On the other hand, the flavivirus CS do not appear to be necessary for viral protein synthesis. To measure the influence of the CS on DENV translation, reporter constructs containing the DENV 5′ and 3′UTRs in the presence or absence of the first 72 nt of the capsid protein, which includes the 5′CS, were generated (Fig. 2A). Luc activity measured from cells transfected with either of these RNA constructs demonstrated similar translation efficiencies (Fig. 5 ), indicating that DENV was translated independently of the interaction of the CS. These results are consistent with recent reports demonstrating that hybridization of the 5′ and 3′CS in the context of either DENV reporter constructs or DENV replicons is not necessary for translation, and may even inhibit translation (Alvarez et al., 2005a, Chiu et al., 2005). However, the role of 5′–3′ end interaction in enhancing viral translation combined with the requirement for CS base-pairing for RNA synthesis suggests the existence of alternative conformations of the flavivirus CS and UTRs for distinct viral functions. Like the picornavirus genome, the flavivirus genomic RNA is the template for multiple stages of the viral lifecycle that cannot occur simultaneously on the same RNA. Regulation of these stages depends on the communication of the viral UTRs. During replication, base-pairing of the CS appears to be necessary for viral RNA synthesis. However, this same interaction may inhibit translation of the RNA. We speculate that the switch between translation and replication of the flavivirus genome is mediated by the architectural remodeling of portions of the genome from that of an RNA–protein bridge between the 5′ and 3′UTRs to RNA–RNA interactions between the CS and possibly the UARs at the extreme ends of the viral genome (Fig. 6 ). In this model, the switch between translation and replication is presumably mediated by viral and/or cellular factors that facilitate communication between the viral UTRs.

Fig. 5

DENV translation is independent of the CS. Equal amounts of m7GpppA-capped in vitro transcripts of the reporter constructs containing the DENV 5′ and 3′UTRs plus or minus the CS were transfected into cells, along with control reporter RNAs (see Fig. 2A). Cells were washed 1 h post-transfection, and Luc activity was assayed after 8 h by luminometry.

Fig. 6

Model depicting the switch between translation and replication of the flavivirus genome mediated through the architectural remodeling of viral RNA.

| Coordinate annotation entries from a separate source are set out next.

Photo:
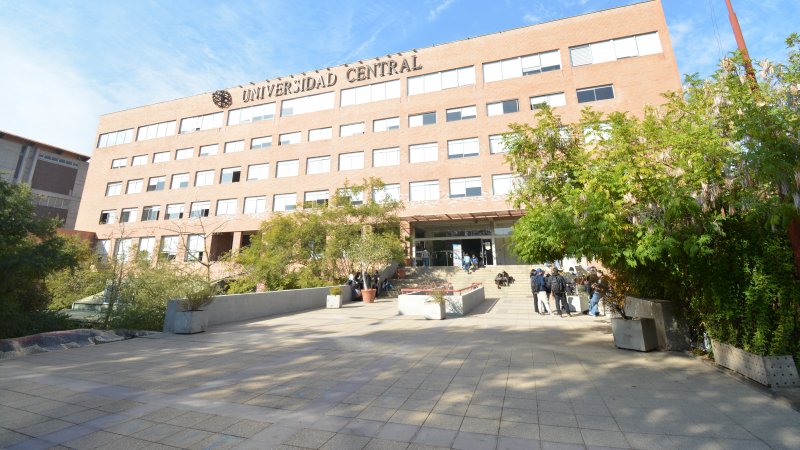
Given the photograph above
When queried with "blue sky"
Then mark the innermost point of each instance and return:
(65, 63)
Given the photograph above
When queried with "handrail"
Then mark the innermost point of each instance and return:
(447, 289)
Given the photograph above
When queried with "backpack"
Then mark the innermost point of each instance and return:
(558, 284)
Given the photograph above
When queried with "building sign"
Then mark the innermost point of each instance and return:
(355, 74)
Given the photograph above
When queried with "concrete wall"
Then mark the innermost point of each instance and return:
(239, 307)
(672, 332)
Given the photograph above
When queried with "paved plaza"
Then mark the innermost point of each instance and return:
(362, 377)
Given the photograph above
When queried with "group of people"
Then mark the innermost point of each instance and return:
(357, 284)
(553, 284)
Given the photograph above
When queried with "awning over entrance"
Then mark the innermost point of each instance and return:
(506, 214)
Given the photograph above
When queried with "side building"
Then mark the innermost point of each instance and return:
(55, 175)
(428, 122)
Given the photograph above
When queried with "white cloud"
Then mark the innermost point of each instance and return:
(439, 9)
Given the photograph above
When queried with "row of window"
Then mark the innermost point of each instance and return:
(459, 148)
(379, 125)
(531, 64)
(502, 184)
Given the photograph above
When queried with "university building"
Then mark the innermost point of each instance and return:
(428, 122)
(56, 176)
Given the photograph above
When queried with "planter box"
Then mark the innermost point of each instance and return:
(368, 295)
(635, 334)
(434, 310)
(190, 322)
(333, 301)
(774, 371)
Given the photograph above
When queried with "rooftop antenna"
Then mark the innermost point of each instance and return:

The genome of RNA viruses is, of necessity, extremely versatile. The compact size of an RNA genome demands ingenuity, in the form of overlapping open reading frames, frame-shifting, and multiple uses of the viral 5′ and 3′UTRs. To maximize the efficacy of the genome, RNA viruses regulate translation, RNA synthesis, and the switch between these two stages through the communication of the UTRs via both RNA–RNA and RNA–protein interactions.